The author investigates those subsets
$M$
of the complex plane with the group property that
$M$
is closed with respect to complex multiplication. In particular if
$M$ is
closed, bounded and has for its boundary a curve given in polar form by
$\rho \left(\theta \right)=r\left(\theta \right)exp\left(i\theta \right)$ where
$r$ is a positive continuous
function with period
$2\pi $,
then
$r$
is characterized by these requirements, together with the additional condition that
$r$ be submultiplicative.
If
$f\left(x\right)=logr\left(x\right)$, the corresponding
conditions on
$f$
are:
$f$
is a continuous nonnegative subadditive function with period
$2\pi $.
Some relations between the roots (zeros) and periods of subadditive
functions are discussed and in particular, it is shown that: if
$f$ is a
continuous subadditive function not identically zero, with period 1 and with a root
$c$ (i.e.,
$f\left(c\right)=0$), then
$c$ is a rational
number
$m\u2215n$ (in
lowest terms),
$f\left(0\right)=0$
and
$f$ has
period
$1\u2215n$.
For each positive number
$c$
and function
$f$
on the set of all numbers, a type of polygonal approximation
$P\left(c,f\right)$ is defined such that
if
$f$ is continuous,
$limP\left(c,f\right)=f$ uniformly over every
bounded number set as
$c\to 0$.
If
$f$ is subadditive,
$P\left(c,f\right)$ is subadditive.
The subadditive
$P\left(c,f\right)$
are characterized in terms of their slopes.
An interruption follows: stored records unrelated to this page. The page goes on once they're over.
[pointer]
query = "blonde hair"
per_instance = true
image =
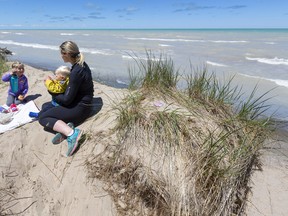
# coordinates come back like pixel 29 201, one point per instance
pixel 63 70
pixel 72 49
pixel 17 64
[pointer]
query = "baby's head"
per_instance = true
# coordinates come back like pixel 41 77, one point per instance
pixel 62 73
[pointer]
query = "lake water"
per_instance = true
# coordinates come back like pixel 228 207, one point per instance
pixel 255 57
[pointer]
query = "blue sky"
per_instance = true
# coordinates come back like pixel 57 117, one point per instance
pixel 50 14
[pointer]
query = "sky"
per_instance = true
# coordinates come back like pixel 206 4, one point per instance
pixel 135 14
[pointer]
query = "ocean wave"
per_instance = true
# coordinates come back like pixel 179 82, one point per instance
pixel 216 64
pixel 273 61
pixel 67 34
pixel 279 82
pixel 96 51
pixel 164 45
pixel 185 40
pixel 43 46
pixel 272 43
pixel 128 57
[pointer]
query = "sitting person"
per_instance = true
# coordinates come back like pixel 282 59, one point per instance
pixel 59 84
pixel 16 94
pixel 75 103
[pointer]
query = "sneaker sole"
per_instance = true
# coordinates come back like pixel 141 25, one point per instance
pixel 77 143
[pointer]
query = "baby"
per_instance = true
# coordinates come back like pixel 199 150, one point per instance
pixel 59 84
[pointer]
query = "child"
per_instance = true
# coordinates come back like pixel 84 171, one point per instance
pixel 18 96
pixel 57 85
pixel 60 83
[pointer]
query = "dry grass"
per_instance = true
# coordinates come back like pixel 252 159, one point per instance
pixel 193 156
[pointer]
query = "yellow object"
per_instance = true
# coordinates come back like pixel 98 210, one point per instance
pixel 57 86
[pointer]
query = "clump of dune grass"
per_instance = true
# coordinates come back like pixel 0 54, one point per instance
pixel 191 156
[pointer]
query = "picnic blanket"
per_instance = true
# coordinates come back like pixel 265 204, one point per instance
pixel 16 119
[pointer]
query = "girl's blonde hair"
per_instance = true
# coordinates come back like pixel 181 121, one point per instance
pixel 63 70
pixel 72 49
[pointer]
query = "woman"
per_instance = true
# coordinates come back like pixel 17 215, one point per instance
pixel 75 104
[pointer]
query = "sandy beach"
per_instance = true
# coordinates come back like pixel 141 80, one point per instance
pixel 38 179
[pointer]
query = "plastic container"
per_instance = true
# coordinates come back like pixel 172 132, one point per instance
pixel 14 83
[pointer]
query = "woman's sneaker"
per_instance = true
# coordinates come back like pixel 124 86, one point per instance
pixel 73 141
pixel 58 138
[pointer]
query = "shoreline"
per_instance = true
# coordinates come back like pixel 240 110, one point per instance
pixel 31 164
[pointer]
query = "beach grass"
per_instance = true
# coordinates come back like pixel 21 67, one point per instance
pixel 181 151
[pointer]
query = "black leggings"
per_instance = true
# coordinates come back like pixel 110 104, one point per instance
pixel 49 114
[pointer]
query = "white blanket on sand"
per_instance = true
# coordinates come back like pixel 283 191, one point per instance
pixel 20 117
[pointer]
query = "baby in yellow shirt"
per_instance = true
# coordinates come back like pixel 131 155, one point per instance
pixel 59 84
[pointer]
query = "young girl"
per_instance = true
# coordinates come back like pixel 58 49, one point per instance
pixel 18 96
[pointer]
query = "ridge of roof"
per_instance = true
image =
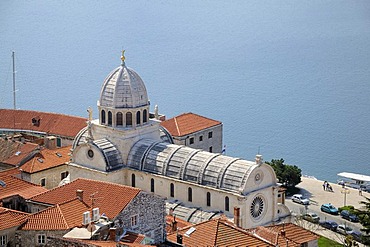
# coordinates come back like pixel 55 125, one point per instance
pixel 51 123
pixel 177 126
pixel 108 203
pixel 49 159
pixel 188 123
pixel 10 218
pixel 60 216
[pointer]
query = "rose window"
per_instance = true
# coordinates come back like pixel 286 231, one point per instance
pixel 257 207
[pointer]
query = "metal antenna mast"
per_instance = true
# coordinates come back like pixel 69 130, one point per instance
pixel 15 106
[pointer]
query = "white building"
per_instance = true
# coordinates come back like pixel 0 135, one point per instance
pixel 195 131
pixel 126 146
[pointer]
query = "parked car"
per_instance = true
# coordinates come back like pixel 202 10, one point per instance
pixel 329 224
pixel 357 236
pixel 328 208
pixel 349 216
pixel 311 217
pixel 300 199
pixel 345 230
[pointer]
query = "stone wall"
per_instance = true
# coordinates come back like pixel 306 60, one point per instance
pixel 60 242
pixel 150 212
pixel 25 238
pixel 201 140
pixel 10 232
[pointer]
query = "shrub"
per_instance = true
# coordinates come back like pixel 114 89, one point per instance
pixel 349 208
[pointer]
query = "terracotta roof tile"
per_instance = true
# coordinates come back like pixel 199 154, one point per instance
pixel 58 217
pixel 46 159
pixel 17 186
pixel 295 233
pixel 11 218
pixel 131 239
pixel 180 223
pixel 21 154
pixel 11 171
pixel 188 123
pixel 216 232
pixel 107 195
pixel 284 233
pixel 51 123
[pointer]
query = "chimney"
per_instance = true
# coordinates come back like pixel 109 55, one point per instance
pixel 112 234
pixel 237 216
pixel 50 142
pixel 174 224
pixel 80 194
pixel 179 238
pixel 259 159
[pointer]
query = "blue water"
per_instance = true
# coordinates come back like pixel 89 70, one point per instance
pixel 288 78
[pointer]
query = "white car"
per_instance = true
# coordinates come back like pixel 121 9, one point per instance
pixel 345 230
pixel 300 199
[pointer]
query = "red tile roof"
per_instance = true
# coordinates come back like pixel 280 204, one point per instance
pixel 188 123
pixel 51 123
pixel 108 196
pixel 216 232
pixel 11 218
pixel 62 216
pixel 284 233
pixel 14 152
pixel 180 223
pixel 11 171
pixel 46 159
pixel 17 186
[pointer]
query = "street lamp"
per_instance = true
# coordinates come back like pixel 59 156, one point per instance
pixel 345 191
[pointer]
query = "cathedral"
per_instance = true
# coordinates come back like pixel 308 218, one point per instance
pixel 127 145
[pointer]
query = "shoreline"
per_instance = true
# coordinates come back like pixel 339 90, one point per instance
pixel 312 188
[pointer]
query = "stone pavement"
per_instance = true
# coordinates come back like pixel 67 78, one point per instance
pixel 313 190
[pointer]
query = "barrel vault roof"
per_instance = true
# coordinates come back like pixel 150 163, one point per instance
pixel 188 164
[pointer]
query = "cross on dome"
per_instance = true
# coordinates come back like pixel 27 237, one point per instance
pixel 123 57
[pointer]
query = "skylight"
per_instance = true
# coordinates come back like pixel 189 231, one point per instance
pixel 190 231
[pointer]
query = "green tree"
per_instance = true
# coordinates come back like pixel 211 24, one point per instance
pixel 288 175
pixel 364 216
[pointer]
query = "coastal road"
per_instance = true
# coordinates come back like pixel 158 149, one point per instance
pixel 312 189
pixel 298 209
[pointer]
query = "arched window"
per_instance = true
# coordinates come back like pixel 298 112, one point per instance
pixel 138 118
pixel 119 119
pixel 190 194
pixel 133 180
pixel 145 116
pixel 109 118
pixel 227 206
pixel 172 190
pixel 152 185
pixel 128 119
pixel 208 199
pixel 102 116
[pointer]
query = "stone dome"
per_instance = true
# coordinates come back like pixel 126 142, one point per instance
pixel 123 88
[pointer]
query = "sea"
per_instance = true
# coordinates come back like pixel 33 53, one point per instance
pixel 289 79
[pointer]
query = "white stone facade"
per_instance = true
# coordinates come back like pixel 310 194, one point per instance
pixel 209 139
pixel 216 182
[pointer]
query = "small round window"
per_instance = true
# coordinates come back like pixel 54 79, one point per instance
pixel 90 153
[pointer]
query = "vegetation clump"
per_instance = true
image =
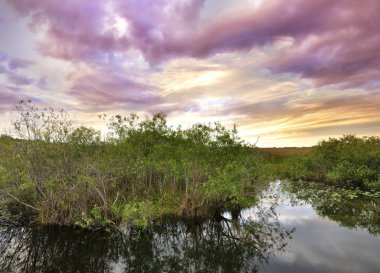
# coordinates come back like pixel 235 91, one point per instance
pixel 349 161
pixel 53 172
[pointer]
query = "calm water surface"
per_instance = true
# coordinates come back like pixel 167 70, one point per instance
pixel 281 234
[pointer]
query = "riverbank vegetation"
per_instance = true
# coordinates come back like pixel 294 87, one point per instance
pixel 348 161
pixel 58 173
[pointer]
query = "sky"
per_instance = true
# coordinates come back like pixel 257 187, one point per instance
pixel 287 72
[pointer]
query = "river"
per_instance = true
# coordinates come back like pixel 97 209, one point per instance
pixel 282 233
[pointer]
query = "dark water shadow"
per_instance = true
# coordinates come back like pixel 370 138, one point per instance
pixel 169 245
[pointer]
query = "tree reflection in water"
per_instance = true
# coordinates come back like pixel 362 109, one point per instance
pixel 168 245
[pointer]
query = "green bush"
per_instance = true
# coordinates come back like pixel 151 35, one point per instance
pixel 350 160
pixel 67 175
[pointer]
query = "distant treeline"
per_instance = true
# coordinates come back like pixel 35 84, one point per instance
pixel 349 161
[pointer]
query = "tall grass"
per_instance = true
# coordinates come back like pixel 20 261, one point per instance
pixel 54 172
pixel 350 161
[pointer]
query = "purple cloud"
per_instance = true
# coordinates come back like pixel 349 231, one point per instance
pixel 99 88
pixel 19 80
pixel 333 42
pixel 16 63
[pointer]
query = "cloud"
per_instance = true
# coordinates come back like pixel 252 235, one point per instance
pixel 99 87
pixel 19 80
pixel 8 98
pixel 17 63
pixel 332 42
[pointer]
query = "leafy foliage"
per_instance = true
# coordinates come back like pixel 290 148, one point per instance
pixel 58 173
pixel 350 160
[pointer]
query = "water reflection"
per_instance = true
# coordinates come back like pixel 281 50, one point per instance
pixel 168 246
pixel 355 212
pixel 332 235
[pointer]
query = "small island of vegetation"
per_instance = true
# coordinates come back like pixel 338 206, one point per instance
pixel 55 172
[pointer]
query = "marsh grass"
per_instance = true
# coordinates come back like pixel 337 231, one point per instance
pixel 348 161
pixel 57 173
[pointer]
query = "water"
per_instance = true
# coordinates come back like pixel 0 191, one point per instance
pixel 280 234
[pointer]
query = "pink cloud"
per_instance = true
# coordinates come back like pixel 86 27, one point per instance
pixel 334 42
pixel 110 87
pixel 17 63
pixel 19 80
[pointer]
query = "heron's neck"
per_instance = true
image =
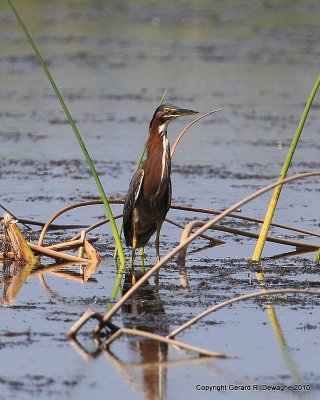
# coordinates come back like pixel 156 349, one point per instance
pixel 158 162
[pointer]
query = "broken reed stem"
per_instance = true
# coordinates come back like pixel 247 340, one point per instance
pixel 193 224
pixel 189 126
pixel 213 240
pixel 76 132
pixel 201 230
pixel 244 218
pixel 48 225
pixel 162 339
pixel 277 191
pixel 236 299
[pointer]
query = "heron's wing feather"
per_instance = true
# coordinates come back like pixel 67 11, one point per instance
pixel 131 199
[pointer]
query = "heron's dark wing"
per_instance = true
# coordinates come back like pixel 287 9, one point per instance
pixel 131 199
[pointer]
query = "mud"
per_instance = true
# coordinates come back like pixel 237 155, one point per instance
pixel 113 62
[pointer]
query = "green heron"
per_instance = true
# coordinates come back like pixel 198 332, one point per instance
pixel 149 196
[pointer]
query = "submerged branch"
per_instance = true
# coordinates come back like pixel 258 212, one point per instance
pixel 236 299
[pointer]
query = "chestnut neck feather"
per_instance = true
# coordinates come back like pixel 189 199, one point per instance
pixel 157 164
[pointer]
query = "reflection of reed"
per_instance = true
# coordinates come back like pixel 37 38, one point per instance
pixel 151 352
pixel 272 315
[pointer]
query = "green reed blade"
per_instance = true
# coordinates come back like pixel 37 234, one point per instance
pixel 77 133
pixel 276 194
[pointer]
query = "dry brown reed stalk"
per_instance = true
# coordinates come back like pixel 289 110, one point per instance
pixel 244 218
pixel 236 299
pixel 87 315
pixel 68 208
pixel 192 237
pixel 162 339
pixel 14 239
pixel 214 241
pixel 193 224
pixel 13 286
pixel 189 126
pixel 44 251
pixel 96 225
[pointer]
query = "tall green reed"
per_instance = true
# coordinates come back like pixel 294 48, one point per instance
pixel 276 194
pixel 114 228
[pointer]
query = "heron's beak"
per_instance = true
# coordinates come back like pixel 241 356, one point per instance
pixel 180 112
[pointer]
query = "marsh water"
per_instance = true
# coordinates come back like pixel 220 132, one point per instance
pixel 113 61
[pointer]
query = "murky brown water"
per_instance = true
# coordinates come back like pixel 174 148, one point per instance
pixel 112 62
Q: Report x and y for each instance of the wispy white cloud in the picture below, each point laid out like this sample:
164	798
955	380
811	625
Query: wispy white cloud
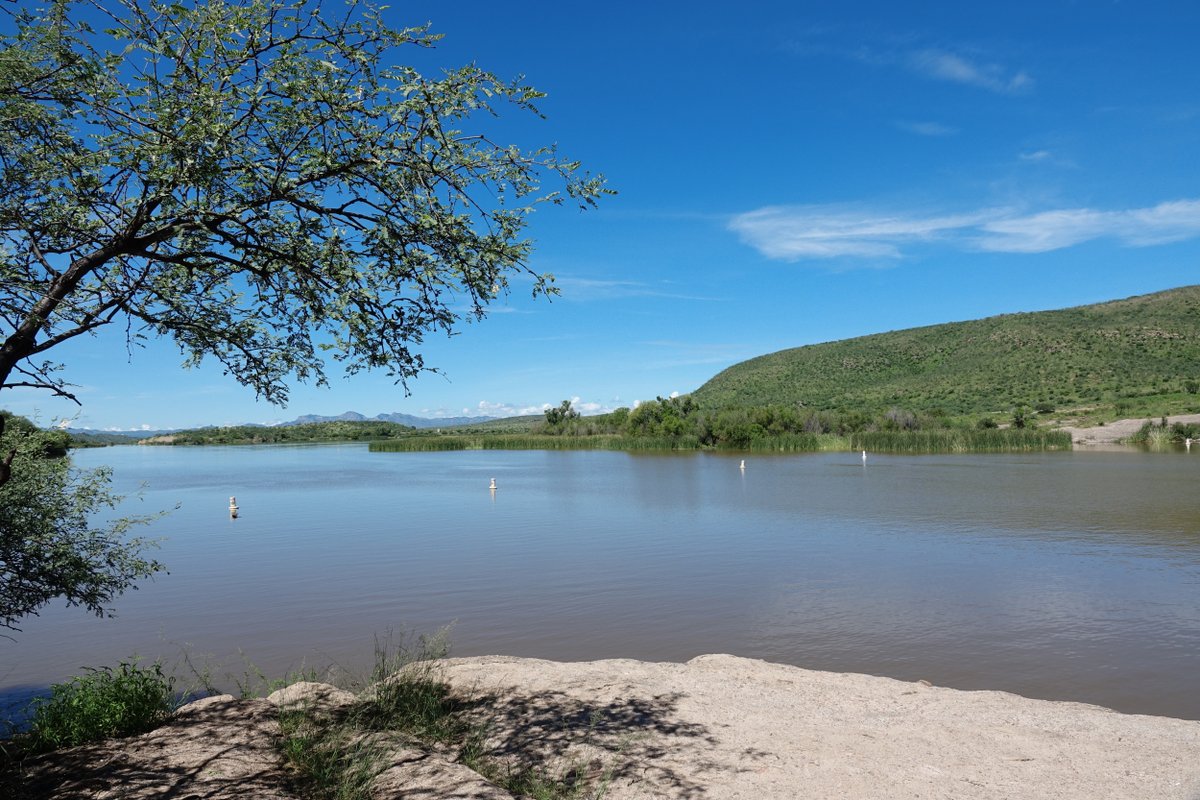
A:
1047	157
933	62
489	408
798	233
927	128
583	289
1038	233
791	233
942	65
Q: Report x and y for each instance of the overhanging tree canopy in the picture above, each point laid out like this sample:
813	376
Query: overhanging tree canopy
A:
258	181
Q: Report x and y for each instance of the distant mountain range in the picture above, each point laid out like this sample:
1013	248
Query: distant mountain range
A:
112	437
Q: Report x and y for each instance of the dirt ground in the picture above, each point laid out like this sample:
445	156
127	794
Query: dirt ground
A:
718	727
1114	432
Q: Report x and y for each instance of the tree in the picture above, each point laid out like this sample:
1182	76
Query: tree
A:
258	181
47	546
561	415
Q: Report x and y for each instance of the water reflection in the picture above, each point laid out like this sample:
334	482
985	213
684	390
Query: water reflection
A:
1067	575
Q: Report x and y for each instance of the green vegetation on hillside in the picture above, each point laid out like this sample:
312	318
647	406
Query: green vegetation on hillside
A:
1128	358
312	432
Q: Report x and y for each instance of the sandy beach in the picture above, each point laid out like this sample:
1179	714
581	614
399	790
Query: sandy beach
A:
717	727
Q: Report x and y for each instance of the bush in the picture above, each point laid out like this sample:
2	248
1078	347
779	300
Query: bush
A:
102	704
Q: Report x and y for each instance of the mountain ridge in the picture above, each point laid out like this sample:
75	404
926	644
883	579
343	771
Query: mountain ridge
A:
1109	353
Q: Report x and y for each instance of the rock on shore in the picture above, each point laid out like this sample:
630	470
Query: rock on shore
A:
713	728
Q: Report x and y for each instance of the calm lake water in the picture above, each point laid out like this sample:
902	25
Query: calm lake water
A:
1066	576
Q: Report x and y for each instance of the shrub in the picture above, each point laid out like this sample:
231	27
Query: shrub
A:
101	704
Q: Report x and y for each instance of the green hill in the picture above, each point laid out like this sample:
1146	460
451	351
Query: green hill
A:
1132	356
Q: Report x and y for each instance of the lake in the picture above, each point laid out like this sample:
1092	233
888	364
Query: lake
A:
1065	576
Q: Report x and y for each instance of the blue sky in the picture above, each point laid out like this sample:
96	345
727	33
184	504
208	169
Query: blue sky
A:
789	173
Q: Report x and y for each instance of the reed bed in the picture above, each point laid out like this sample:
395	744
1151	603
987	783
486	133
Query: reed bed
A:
501	441
949	440
801	443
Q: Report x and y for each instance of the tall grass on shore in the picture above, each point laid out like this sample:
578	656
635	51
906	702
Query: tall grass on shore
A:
801	443
961	440
912	441
597	441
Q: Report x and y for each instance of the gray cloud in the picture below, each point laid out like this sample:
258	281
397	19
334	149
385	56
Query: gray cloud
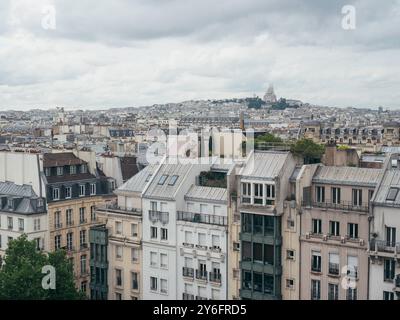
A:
120	52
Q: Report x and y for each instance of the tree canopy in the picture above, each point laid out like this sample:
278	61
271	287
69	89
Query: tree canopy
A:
21	273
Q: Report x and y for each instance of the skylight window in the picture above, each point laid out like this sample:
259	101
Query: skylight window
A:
162	179
392	194
172	181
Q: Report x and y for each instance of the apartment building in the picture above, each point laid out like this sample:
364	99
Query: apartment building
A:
202	238
162	198
263	188
73	190
123	221
334	233
384	244
22	212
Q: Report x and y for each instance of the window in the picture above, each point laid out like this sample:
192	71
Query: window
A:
153	283
289	283
257	281
257	252
334	228
315	290
135	254
164	234
118	227
57	242
56	193
84	286
72	169
246	251
315	261
270	191
333	291
163	260
320	191
83	168
351	294
389	269
268	254
118	277
162	179
317	226
93	213
134	230
163	286
268	284
336	195
352	230
118	252
21	224
60	171
36	224
153	259
390	236
247	282
357	197
246	192
290	254
92	189
81	190
352	267
83	264
10	223
334	264
82	215
172	181
387	295
258	193
82	238
68	192
392	194
153	232
134	281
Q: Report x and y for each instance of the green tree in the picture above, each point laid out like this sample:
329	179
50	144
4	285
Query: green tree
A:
309	150
21	273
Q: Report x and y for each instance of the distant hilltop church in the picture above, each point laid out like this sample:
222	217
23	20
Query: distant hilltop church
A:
270	96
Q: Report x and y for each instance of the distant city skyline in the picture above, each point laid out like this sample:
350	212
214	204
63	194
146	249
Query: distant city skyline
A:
158	52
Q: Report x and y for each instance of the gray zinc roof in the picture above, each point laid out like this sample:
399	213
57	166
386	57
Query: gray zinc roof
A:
364	177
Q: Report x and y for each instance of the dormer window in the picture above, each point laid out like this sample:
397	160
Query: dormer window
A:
84	168
72	169
60	171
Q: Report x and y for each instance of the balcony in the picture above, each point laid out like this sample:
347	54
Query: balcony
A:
187	296
215	277
201	275
343	205
160	216
387	248
202	218
188	272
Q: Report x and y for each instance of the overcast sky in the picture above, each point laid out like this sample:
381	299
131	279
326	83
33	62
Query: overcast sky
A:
120	53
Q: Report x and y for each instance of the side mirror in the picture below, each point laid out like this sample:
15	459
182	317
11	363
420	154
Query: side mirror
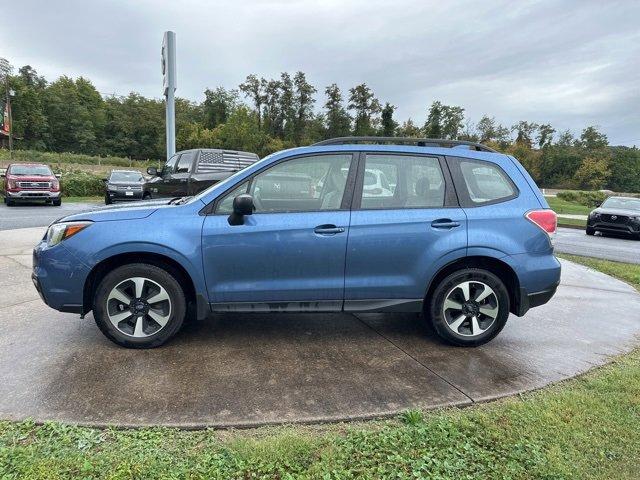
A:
242	205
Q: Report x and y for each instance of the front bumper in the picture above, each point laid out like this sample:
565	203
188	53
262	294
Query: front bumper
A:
628	228
59	277
33	195
122	195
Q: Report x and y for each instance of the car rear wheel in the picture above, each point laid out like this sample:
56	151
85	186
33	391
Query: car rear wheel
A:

Since a change of scale does not affect the
subadditive property, the author studies functions with period 1 rather than those with period
$2\pi $. For each positive
integer
$n$, the collection
${K}_{n}$ of all functions
$P\left(1\u2215n,f\right)$ for all continuous
subadditive functions
$f$
with period 1, is shown to have a finite basis. In fact,
${K}_{n}$ forms
a function cone with finitely many extremal elements (the basis). While an explicit
representation is not given, the proof shows how these extremal elements may be
constructed.
Several examples are given to illustrate some pathological cases. The methods of
this paper may easily be applied to the solution of certain other functional
inequalities with corresponding restrictions.